Getting a pie in the face, is an old comedic tradition, that predates Wikipedia’s entry, claiming it in 1909 with the comedy film Mr Flip.
Known as pieing, getting one in the moosh can be hilarious and is a well-known form of protest. Alan Joyce the CEO of Qantas was recently pied, by Tony Overheu who was protesting against Joyce’s use of his position to promote gay marriage in Australia.
Joyce like most of those pied, wasn’t thrilled but rather than laughing it off and using it as an opportunity to further promote his cause, he instead responded by saying “I will have every intention of pressing charges”.
Joyce perhaps mistakenly believes he is following in the steps of a rather more famous Australian, Rupert Murdoch, whose ‘pier’, was convicted of assault and spent 3 weeks in prison. Unfortunately, the octogenarian Murdoch showed he has a thicker skin than the 51-year old aviation boss, when he refused to support the charges brought by the Crown Prosecution Service. Rather ironically, Murdoch was Joyce’s effective boss when Joyce joined Ansett Airlines in 1996. Ansett was a tough business but the canny Murdoch sold out in 2000 for $680m, the same year Joyce joined Qantas.

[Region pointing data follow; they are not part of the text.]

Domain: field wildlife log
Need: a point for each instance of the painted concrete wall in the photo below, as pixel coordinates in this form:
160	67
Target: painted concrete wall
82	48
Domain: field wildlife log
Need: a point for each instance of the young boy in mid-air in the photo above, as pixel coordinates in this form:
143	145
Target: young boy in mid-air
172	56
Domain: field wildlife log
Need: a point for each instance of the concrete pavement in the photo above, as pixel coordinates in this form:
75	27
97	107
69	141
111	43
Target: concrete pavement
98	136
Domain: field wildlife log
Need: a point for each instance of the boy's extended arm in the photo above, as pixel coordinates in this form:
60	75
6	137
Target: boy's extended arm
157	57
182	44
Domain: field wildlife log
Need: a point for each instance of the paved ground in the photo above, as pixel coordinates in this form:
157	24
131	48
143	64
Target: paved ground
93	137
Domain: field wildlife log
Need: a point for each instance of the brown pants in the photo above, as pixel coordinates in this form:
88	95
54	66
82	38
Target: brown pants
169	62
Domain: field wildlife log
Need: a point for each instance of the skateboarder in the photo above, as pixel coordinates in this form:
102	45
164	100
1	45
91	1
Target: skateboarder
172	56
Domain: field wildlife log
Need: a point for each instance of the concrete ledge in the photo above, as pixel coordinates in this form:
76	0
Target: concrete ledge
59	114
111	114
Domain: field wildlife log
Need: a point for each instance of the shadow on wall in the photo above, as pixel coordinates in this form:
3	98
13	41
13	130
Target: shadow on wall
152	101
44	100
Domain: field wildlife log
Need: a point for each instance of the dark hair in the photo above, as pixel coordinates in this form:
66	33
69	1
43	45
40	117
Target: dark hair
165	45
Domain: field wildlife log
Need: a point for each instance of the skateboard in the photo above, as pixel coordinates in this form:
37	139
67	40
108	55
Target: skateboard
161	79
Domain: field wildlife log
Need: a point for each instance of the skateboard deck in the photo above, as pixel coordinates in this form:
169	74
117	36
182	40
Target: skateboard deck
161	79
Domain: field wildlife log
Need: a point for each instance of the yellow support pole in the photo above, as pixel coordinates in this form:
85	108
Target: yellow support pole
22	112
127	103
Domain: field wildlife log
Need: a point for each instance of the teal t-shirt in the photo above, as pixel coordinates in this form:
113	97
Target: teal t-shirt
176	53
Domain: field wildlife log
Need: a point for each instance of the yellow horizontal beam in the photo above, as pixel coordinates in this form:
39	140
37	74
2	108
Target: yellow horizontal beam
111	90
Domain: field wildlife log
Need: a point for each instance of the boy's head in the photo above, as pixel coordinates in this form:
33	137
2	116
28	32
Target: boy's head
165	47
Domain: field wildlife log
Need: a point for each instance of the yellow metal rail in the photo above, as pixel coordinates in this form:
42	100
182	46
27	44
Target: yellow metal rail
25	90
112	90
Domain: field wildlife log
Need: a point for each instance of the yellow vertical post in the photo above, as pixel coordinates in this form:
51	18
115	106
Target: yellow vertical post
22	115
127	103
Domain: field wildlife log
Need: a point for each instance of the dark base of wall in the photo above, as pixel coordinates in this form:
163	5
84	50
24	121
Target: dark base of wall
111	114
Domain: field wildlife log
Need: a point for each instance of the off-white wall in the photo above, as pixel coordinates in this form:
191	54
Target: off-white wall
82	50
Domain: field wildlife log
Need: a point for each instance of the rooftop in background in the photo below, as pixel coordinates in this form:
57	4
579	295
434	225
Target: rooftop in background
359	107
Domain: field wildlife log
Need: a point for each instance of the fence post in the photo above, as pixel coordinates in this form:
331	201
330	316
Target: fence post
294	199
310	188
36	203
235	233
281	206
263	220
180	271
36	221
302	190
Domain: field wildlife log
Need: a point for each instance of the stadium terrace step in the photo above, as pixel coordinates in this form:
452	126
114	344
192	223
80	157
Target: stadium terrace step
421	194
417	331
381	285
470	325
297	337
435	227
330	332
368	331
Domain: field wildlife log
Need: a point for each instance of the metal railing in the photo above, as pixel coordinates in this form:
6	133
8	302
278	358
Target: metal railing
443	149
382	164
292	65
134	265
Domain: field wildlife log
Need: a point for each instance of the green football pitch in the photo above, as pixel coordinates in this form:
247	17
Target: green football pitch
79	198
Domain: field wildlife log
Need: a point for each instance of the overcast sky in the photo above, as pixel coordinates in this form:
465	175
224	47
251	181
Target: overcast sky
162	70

Normally, I’d ignore Joyce, but his outrage and lack of humour, were in stark contrast to a Facebook post on the same day, from one of my old mate’s from Australia.
He’d commented on how his son (one of my much neglected godchildren) had reacted to his nickname, Sizzler, something kids at school called him because of his lisp. Rather than moaning to his parent and teachers, or like Joyce feeling like a victim, he instead embraced the name, even getting it sewn onto the back of his football training jumper.
I may be a terrible godparent, but I know when I see greatness. Felix, your actions are an object lesson in character and leadership that shame the antics of Alan Joyce.